Conclusion: Doing random assignments is not a good approach.
I searched about this a little bit and I found the following lecture:
http://www.youtube.com/watch?v=BUGIhEecipE
In this lecture the professor suggests a different approach for the problem of assigning as many tasks as possible.
According to him if any row or column has exactly one zero, we will make an assignment. So starting from the first row you check to see if the first row
has only one zero, if that's the case, make an assignment. Otherwise ignore that row and go to the second row, do the same thing
repeatedly by rescanning the table until all the zeros are covered due to assignments.
By following this approach, one can see that the previous case is solved. What we do is, we assign the third job to the first worker, the fourth job to the second worker, then we see that the third worker can take 2 jobs so we ignore him for a while, we assign the first job to the fourth worker and then return in order to assign the second job to the third worker.
My implementation follows this logic, however again, it does not solve all the cases.
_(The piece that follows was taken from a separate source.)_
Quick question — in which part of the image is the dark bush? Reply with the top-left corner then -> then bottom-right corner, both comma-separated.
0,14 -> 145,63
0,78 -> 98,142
Let's take for example the following case:
0 0 0 0
0 0 0 0
0 0 4 9
0 0 2 3
The first worker can take 4 jobs, the second 4, the third 2 and the fourth 2. So my implementation does no assignments, because I would need at least one worker who can only take one job in order to do an assignment and then continue by re scanning the table.
So what do I do in this case? Arbitrary assignments would be a bad thing to do, unfortunately nothing is suggested in that lecture.
I could only think of the following:
For each worker have a counter whose value indicates the amount of tasks that can be assigned to him, so how many zeros do we have in that row? that's the value of the counter.
Then start assigning arbitrary tasks to the worker with the smallest counter. So in this case, the array of counters for each workers would include the following values:
4
4
2
2
I would choose for example the third worker and arbitrary assign to him the first job. The new counters would be:
3
3
0
1
I would then choose the fourth worker and do the only assignment available for him(which is the second job). The new counters would be:
2
2
0
0
Then I could choose either the first worker or the second. I would do an arbitrary assignment for the first worker and give him the third job. The counters would be
1
0
0
0
Finally I would give the fourth assignment to the first job.
So the final assignments:
0 0 0 *
0 0 * 0
* 0 4 9
0 * 2 3
It seems like a good approach, however I'm afraid there might be a special case that this method would not work. How can I verify whether this approach would work for all cases, and if it won't, what approach would solve my problem completely?
Thank you in advance
Your current approach does not work.
0 2 0
3 0 0
4 0 0
Your method: " Then start assigning arbitrary tasks to the worker with the smallest counter. " All workers have the same counter, so say you pick worker 1 and assign him to task 3, you can only match one of the remaining workers, while with this matrix you could obviously match all three.
What you need is a maximum bipartite matching between those workers and tasks, where a pair is matchable if there is a 0 in the relevant position. Such a matching can be found by manually going through augmenting paths or more quickly by using the Hopcroft-Karp algorithm.